サンはなぜ怒鳴られるのかわからず、不思議そうにジュピターを見た。
「熱あるんだから大人しくしてればいいの。移動の準備も整ったんだから、行くよ」
マーズはサンの荷物を持って立ち上がった。
サンもマーズに促されて立ち上がる。
サン、マーズ、サターンの三人が部屋を出ようとすると、サンがジュピターに尋ねた。
「ジュピターは行かないの?」
「私はここの担当だし、今日は離れるわけにもいかないのよ」
ジュピターは誰のせいだか、という言葉を飲み込むと、机に座って仕事を始めた。
ハクタイビルの屋上には小型のヘリが停められている。
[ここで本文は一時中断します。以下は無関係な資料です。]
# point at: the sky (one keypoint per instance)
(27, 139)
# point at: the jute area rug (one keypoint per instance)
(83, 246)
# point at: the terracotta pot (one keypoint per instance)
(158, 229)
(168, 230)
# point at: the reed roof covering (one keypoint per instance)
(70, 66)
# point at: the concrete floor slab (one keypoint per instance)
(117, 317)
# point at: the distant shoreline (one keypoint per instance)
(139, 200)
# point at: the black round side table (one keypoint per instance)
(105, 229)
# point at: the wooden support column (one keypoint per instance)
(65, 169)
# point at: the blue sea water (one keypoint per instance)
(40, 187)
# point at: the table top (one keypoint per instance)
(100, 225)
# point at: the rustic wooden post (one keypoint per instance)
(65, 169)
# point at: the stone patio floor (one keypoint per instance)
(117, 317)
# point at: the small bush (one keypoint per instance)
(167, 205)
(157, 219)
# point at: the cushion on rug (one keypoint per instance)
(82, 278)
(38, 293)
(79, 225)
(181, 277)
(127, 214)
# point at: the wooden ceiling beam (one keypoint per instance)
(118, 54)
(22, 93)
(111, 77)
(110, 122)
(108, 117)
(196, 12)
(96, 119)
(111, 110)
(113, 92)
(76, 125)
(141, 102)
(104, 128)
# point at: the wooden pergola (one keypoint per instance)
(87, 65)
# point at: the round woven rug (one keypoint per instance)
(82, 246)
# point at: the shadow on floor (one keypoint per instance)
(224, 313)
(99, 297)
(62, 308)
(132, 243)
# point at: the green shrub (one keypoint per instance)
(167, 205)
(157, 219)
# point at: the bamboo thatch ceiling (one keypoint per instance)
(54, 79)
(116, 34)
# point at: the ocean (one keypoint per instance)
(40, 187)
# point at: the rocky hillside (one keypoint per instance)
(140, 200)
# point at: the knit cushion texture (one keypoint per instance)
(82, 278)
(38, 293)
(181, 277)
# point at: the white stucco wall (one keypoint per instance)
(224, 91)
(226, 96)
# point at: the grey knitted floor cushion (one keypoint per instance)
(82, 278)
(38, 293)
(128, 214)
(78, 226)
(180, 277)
見た目は普通のヘリコプターだ。
ヘリにはまずサターンがコクピットに乗り込み、後ろにマーズとサンが乗った。
後ろの二人がシートベルトを装着したのを確認すると、サターンはヘリを飛ばした。
「カイリューで飛んだ方が速い」
徐々に離れていくハクタイシティを見下ろしながらサンは言った。
「あんた今の自分の体調わかって言ってるの?」
呆れたようにマーズは返した。
こんな寒い時期に、しかも風邪をひいた状態でハクタイからトバリまで飛んでいくなんて無謀すぎる。
「どれくらいに着く?」
「三十分くらい?どうだっけ?」
マーズはヘリを操縦しているサターンに尋ねた。
「それくらいだろ」
サターンの反応は素っ気ない。操縦に集中しているようだった。
「ふーん。そういえばサン、強いトレーナーいたの?」
「いない。マーズの方が強かった」
「だから言ったじゃない。あんたより強いトレーナーなんていないって」
サンは黙ってうつむいた。
沈黙が続く。
「あと数分で着く。着陸の準備しとけ」
サターンは言った。
「もう?速くない?」
沈黙に耐えきれなかったサターンは予定よりもかなり速度を上げて進んでいたのだ。
「見えてきた」
サターンに言われ、二人は前を見た。
異彩を放つ建物が見える。ギンガトバリビルだ。
サンは無関心そうに窓の外にちらりと目をやり、すぐに戻した。
ヘリはギンガトバリビルに無事着陸した。
マーズにシートベルトをはずしてもらい、サンは屋上に降りた。
そのあとに続いてマーズとサターンも屋上に降りる。
「寒いわね、中行こ」
マーズはサンの手を掴んでビルの中に入っていく。
屋上に一人残されたサターンは小さく溜め息をついて呟く。
「あいつ、ヘリの片付け忘れてやがる」
ヘリを戻しにいく必要があるのだが、一人でできる作業ではない。
サターンはちらりとヘリに目をやり、ビルの中に入っていった。